Security Notes: What Is A Prompt Injection Attack?

Artificial Intelligence (AI) has taken the world by storm by helping people and companies alike to analyze data, detect objects, automate various tasks and much more.

It has been accompanied by two problems, one of which is not at all surprising: Large tech companies’ Large Language Model (LLM) AI products have been tracking users’ activity, which leads us to the other problem: Prompt injection attacks.

Prompt injection attacks are attempts to make large language AI models (for example ChatGPT) reveal the chat history of other users.

This means that the sensitive information that enterprises’ employees sometimes enter in LLM chatbots can be stolen by malicious actors. The same applies to personal users that enter sensitive information.

Large Language Models do not properly distinguish between the instructions set by developers (system prompts) and the instructions received from end users and hackers.

What this means is that prompt injection attacks trick AI models into breaking their company rules using manipulation tactics.

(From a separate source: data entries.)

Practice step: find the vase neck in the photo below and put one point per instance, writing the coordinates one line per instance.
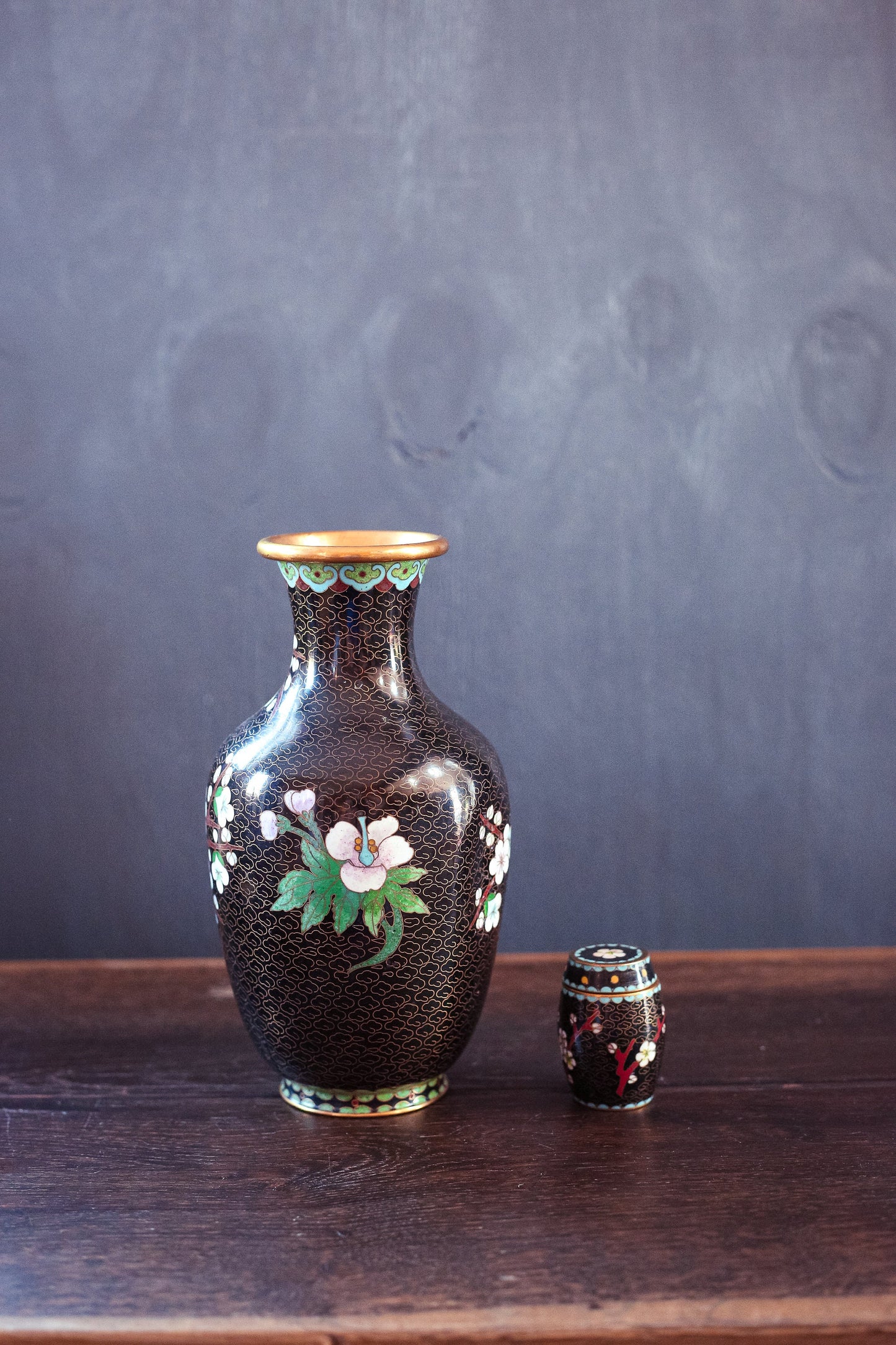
(357, 625)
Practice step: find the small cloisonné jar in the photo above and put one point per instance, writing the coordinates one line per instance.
(611, 1027)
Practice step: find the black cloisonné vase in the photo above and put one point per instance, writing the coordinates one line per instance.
(611, 1027)
(359, 839)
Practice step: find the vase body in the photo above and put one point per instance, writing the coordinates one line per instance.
(359, 841)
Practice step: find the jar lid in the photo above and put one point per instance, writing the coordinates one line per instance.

OpenAI and the other major Large Language Model vendors have been trying to prevent this from happening with guard rails. However, they haven’t been able to eliminate the problem.

The next time you enter sensitive information in an AI chatbot, bear in mind that it could be stolen by another user!

What You Can Do

Utilize offline models if applicable. The model that powers Gemini is available for use offline. Meta and OpenAI offer some of their Llama and GPT-OSS models offline as well. You can run them offline using LM-Studio, or set them up manually.